Mobile phone use has skyrocketed in Ethiopia but unlike the rest of the world many have yet to take full advantage of the social networking and connections that ICT offers.
In Ethiopia the telecom industry is focusing on mobile phones.  
The government of Ethiopia has stressed the establishment of information servers for institutions like Inland Revenue, Customs and regional administrative councils. However this is taking some time because of the lack of sufficiently trained workers.
Tourism, agriculture, culture, environment protection, public administration, health, education, statistics and macroeconomic planning are other areas the government is bringing ICT in to improve service delivery.
E-learning is starting to be used in universities and high schools to help tutor students.

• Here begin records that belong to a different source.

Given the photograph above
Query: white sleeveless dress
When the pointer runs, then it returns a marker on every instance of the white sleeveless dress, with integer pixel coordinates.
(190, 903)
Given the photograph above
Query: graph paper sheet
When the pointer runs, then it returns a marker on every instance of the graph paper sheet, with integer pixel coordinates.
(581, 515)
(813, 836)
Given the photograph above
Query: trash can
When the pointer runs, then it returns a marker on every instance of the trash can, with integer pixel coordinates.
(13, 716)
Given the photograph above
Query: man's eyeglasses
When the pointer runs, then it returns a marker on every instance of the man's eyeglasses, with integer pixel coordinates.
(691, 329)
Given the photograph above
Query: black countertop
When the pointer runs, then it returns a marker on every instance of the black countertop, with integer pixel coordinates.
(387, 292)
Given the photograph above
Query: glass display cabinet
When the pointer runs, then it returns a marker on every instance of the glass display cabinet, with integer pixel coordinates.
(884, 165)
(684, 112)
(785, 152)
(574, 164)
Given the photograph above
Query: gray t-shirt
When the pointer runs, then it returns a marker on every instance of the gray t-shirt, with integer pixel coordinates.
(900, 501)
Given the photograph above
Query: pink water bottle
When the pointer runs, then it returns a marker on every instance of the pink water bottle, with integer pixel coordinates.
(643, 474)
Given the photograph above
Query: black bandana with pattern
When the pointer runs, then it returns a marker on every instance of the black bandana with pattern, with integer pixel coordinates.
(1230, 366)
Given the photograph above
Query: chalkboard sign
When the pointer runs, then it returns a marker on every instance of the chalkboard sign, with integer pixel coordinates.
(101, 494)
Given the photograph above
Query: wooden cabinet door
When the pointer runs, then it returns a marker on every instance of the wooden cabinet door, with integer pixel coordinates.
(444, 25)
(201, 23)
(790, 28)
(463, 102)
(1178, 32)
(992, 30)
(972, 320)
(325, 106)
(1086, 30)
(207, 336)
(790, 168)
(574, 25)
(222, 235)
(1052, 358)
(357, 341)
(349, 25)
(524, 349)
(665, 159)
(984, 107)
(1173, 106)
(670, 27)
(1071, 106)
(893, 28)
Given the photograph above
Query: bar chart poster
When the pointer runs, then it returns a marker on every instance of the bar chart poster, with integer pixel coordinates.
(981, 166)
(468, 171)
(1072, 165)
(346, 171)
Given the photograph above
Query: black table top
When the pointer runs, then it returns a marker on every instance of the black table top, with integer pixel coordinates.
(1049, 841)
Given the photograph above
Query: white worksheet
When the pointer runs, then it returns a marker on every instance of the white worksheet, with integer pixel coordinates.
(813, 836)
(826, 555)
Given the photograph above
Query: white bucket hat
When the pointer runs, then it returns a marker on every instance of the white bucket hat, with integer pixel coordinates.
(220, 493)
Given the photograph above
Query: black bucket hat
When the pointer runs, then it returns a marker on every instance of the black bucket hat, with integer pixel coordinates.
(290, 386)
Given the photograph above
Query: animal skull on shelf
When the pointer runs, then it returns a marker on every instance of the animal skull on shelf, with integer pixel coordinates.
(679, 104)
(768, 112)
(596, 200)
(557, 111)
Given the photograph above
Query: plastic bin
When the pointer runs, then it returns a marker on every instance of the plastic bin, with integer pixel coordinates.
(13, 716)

While learning basic application is very useful, the benefits of solid computer, information and communication science education remains fundamental for competitiveness.
In Ethiopia, computer support centers providing basic training in applications such as word processing, spreadsheet, database management and electronic use of communication technology have been growing in numbers.
Currently, the Ethiopian government is constructing an ICT Park, which is a good beginning for expanding the sector development in the country. Hence Huawei, a giant, global ICT firms with 20 research institutions and over 20 joint innovation centers in various countries is to open a development center in Ethiopia.   The Chinese firm with over 51,000 employees  is engaged in research and development in the USA, Germany, Sweden, Russia, India and China and plans to open a Technical Training center here that caters not only to Ethiopia but also to many countries in Africa.
An increase in computers also means an increase in potentially harmful computer waste. Improperly disposed of computer parts contain toxins such as lead and mercury. These chemicals can seep into the water system and contaminate drinking water. Also the ICT technology could pose problems if it is not properly regulated.
Though these are some of the benefits of the technology there are many more benefits to secure from the sector. Organizations are working with partners like Huawei, one of the world’s top ICT technology equipment and service providers. Huawei is now looking Africa’s expanding ICT market. To achieve its goal of ‘Growing with Africa’, Huawei has invested more than 1.5 billion dollars towards the development of African economy and local telecom industry.. 
The advances in technology and reductions in costs have made ICTs suitable for developing countries especially in fighting food insecurity. ICTs are no longer luxury for the elite, but becoming an absolute necessity for those in rural areas. Therefore Ethiopia should not leave ICTs as sector for commercial interest or the free market and privatization as such but rather regard them as part of the general public interest, participation, use and debate.
Ethiopia needs to broaden its research and development capacity in computer and information science as much it needs better quality of education, health or telephone access.
Human resources development in solid computing and communication demands deep understanding of the underlying technology, changes in culture for experimentation and bridging the gaps between local needs and available technology.
Tools such as better interfaces in various Ethiopian languages, those providing links between multiple technologies (radio, television, and Internet) are becoming vital in Ethiopia. Increasing access to telecommunications, strengthening the computer science education in the country, establishment of centers of excellence in communications, software development, network research and information retrieval research based on the culture and needs of the people are essential.